Iran Fuel Oil Exports Rise Despite Sanctions

by Ship & Bunker News Team
Friday December 21, 2012

Iran increased its fuel oil exports in the second half of the year, compared with the first, despite new European Union (EU) sanctions that more than halved its crude exports, Reuters reports.

New EU rules on oil and shipping insurance reduced the nation's bunker sales when they were first introduced in July, traders and analysts told Reuters, but middlemen and Iranian oil officials have since found ways around the sanctions.

Iran sold an average of 648,000 tonnes of fuel oil per month from July to October, compared with 636,000 tonnes between January and June, bringing in an average of $410 million per month.

At the same time, Iran has lost $3.8 billion in monthly crude export revenues since July.

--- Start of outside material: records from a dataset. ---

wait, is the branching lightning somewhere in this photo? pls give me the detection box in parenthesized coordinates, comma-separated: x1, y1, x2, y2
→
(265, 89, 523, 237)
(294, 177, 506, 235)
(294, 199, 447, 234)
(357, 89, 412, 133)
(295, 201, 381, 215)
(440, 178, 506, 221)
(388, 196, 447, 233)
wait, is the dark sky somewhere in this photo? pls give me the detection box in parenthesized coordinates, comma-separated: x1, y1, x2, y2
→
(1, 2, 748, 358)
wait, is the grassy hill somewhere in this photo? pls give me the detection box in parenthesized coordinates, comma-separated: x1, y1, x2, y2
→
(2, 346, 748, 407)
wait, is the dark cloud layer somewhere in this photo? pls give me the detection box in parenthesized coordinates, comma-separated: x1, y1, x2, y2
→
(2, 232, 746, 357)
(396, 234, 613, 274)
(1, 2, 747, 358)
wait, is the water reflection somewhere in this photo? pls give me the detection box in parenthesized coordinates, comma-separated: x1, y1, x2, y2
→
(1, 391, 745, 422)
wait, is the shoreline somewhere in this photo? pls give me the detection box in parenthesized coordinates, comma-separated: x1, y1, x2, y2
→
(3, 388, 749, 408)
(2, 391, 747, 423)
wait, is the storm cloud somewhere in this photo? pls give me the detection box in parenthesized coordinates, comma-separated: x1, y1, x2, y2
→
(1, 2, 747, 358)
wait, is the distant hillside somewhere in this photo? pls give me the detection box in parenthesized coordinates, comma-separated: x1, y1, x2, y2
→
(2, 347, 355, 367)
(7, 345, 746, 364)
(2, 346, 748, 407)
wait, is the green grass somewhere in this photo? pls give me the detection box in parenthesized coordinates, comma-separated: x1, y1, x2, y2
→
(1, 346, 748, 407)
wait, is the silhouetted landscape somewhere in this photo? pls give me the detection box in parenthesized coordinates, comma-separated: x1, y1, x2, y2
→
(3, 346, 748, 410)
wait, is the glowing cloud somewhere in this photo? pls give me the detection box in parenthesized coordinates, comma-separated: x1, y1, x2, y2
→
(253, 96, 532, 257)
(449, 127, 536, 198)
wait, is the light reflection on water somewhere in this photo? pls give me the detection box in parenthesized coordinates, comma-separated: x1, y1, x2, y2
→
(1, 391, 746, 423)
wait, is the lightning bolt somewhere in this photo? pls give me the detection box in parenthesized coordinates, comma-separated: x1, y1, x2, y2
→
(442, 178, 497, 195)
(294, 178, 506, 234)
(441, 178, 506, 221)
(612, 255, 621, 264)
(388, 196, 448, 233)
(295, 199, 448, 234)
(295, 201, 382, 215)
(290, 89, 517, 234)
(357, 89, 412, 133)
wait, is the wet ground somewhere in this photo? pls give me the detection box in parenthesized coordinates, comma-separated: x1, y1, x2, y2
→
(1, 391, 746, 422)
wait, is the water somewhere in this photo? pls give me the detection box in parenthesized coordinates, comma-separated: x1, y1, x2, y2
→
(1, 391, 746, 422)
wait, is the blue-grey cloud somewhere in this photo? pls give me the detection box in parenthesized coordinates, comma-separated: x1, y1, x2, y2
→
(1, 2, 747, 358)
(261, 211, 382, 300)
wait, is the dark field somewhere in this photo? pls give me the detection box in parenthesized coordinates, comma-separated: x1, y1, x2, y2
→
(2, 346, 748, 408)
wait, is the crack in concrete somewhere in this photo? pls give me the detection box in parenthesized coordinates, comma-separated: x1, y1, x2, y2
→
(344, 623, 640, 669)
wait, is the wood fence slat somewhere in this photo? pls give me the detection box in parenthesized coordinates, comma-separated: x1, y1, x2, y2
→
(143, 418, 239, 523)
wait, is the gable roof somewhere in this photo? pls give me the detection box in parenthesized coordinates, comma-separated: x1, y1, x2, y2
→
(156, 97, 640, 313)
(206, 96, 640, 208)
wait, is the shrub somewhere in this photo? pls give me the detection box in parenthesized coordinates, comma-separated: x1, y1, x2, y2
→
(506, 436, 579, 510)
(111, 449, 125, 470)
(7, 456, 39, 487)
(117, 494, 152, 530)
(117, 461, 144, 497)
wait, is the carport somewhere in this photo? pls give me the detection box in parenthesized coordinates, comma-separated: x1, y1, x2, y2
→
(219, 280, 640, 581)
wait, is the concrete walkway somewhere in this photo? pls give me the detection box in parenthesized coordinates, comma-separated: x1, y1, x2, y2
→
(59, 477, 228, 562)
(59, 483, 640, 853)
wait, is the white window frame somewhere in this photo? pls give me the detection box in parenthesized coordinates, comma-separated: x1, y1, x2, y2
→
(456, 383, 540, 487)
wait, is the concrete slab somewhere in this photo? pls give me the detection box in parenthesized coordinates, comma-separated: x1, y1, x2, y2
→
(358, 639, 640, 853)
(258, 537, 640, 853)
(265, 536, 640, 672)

"The National Iranian Oil Company has been very successful in finding new strategies to circumvent sanctions and sold its fuel oil to Asia in August and September," Salar Moradi, oil analyst at FACTS Global Energy, told Reuters.

"Now we think Middle Eastern buyers of Iranian fuel oil have reappeared."

Gulf-based middlemen have been using ship-to-ship transfers, blending Iranian fuel oil with other fuels, and moving the oil through remote ports.

Several Middle Eastern traders told Reuters they had been approached by small companies based in the United Arab Emirates (UAE) marketing what appears to be Iranian oil as a product of Iraq.

"This Iranian fuel oil, disguised as Iraqi origin, has been flooding the market in Fujairah and depressing both cargo and bunker premiums in September," a Middle East-based trader said.

Sources in Fujairah said this fall that Iranian Product was "killing the bunker market" there.